Either that, or we must adopt the route proposed by the hon. Member for Wolverhampton, South-West (Rob Marris) and devote more effort to adaptation to climate change rather than mitigation, which would remove the burden—the almost impossible task—of bringing aviation and shipping into the scheme. It would also mean that, if global warming continues but turns out not to be predominantly the result of human activity, we would still be able to help the people in poor countries who would suffer from it, whereas we would not help them if we relied only on mitigation efforts.

The implications of the clauses before us are extremely serious. We are potentially asking our constituents to bear a burden of £10,000 for every household, should we increase it. We are potentially producing benefits that may be only half the costs that we are incurring. We have been using a method to assess future costs and benefits that has been surreptitiously abandoned by the Government, but they have told us nothing about it. These issues ought to be discussed more fully before the Bill becomes law, and it is a sad day when Parliament refuses to face up to these hard facts.

Alan Simpson (Nottingham, South) (Lab): There is a real danger of the House misleading itself into debates which, although important, are not the debates that should be taking place on the amendments. There are issues to be addressed concerning the methodology of impact assessments, but at this stage the House is being asked to address the principle of the inclusion of the Government’s assessment of carbon impacts in the way in which we set our carbon budgets. It is important to bring the debate back to that.

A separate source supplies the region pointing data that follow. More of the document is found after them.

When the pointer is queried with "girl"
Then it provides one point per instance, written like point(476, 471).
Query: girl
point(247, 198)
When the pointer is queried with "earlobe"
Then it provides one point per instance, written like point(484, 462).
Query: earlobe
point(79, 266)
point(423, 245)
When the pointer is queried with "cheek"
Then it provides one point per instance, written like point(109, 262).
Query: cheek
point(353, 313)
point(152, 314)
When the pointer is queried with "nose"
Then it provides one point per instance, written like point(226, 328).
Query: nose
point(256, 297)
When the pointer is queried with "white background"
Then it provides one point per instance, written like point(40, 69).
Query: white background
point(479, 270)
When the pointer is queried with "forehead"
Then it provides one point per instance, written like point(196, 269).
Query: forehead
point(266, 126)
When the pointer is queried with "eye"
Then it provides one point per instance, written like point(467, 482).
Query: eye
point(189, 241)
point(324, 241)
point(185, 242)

It is also important not to allow ourselves to conduct a caricature debate about the choices that we face. The choices are not between unilateralism or multilateralism, or between mitigation or adaptation. We will have to do both. When the ship is sinking, the last thing we want to hear is someone running round the decks saying, “No action until there is a global refit.” If the ship is sinking, we want action taken on the threat that we face at that time.

What we need to recognise from the scientific reports, which have been coming to us in their own tsunamis, is that the climate and the planet are the part of the equation that is in the process of taking the most enormous unilateral action. We will have to address huge upheavals in the whole framework of how we consider societies and economies capable of working viably throughout the whole of this century.

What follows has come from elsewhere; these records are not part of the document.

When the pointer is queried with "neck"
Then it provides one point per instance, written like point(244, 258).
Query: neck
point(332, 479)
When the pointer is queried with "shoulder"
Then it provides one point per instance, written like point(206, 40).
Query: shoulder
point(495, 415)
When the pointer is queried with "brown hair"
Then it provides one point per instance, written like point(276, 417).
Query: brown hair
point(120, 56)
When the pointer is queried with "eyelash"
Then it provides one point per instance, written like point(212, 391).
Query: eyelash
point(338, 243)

I had hoped that the hon. Member for Birmingham, Yardley (John Hemming) would be here for his customary intervention on this issue. The answer to the question about oil is that by the time we come out of the current global financial crisis, two things will be queuing up. The first will be the climate crises already in the pipeline. Secondly, by that time we will probably have passed the peak oil level anyway, and we will have to move to a post-oil economy if we want a viable economy of any sort.

2 Comments

  1. Luke Warmer

    Appeals to Stern’s authority echo the wider appeals to the IPPC’s authority.

    One sociologist of science (Harry Collins) has made the point that “The degree of certainty which is ascribed to knowledge increases catastrophically as it crosses the core set boundary in both space and time.”

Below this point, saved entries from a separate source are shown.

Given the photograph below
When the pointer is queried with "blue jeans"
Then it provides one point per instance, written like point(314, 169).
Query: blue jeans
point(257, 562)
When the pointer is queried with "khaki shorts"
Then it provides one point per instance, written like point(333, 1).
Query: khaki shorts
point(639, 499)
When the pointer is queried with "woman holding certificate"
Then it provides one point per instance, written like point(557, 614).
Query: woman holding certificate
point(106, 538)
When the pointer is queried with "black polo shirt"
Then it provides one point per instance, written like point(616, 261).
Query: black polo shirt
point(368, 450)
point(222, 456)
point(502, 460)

    (He was writing this for all of the sciences and not climate change)

    Hence, the IPPC’s projections based on a myriad of complex, often vague and occasionally invalid assumptions become hard fact. The more you drill down, the more you find that within each sub-set of the actual science there is considerable uncertaintainty and disagreement. This is conveniently simplified to create the climate change ur-narrative of the IPPC SPM. Gore’s dumbed down version of this, with even more certainty, merely adds fuel the flames of ignorance.

    The same for Stern. It’s almost the default position to find disagreement within economics, the dismal science. Yet Stern has now managed to coalesce a very complex debate into a soundbite “1% GDP” making politicians think that it’s cheap and easy to solve the “problem” without seeing the risks, complexities and assumptions behind this.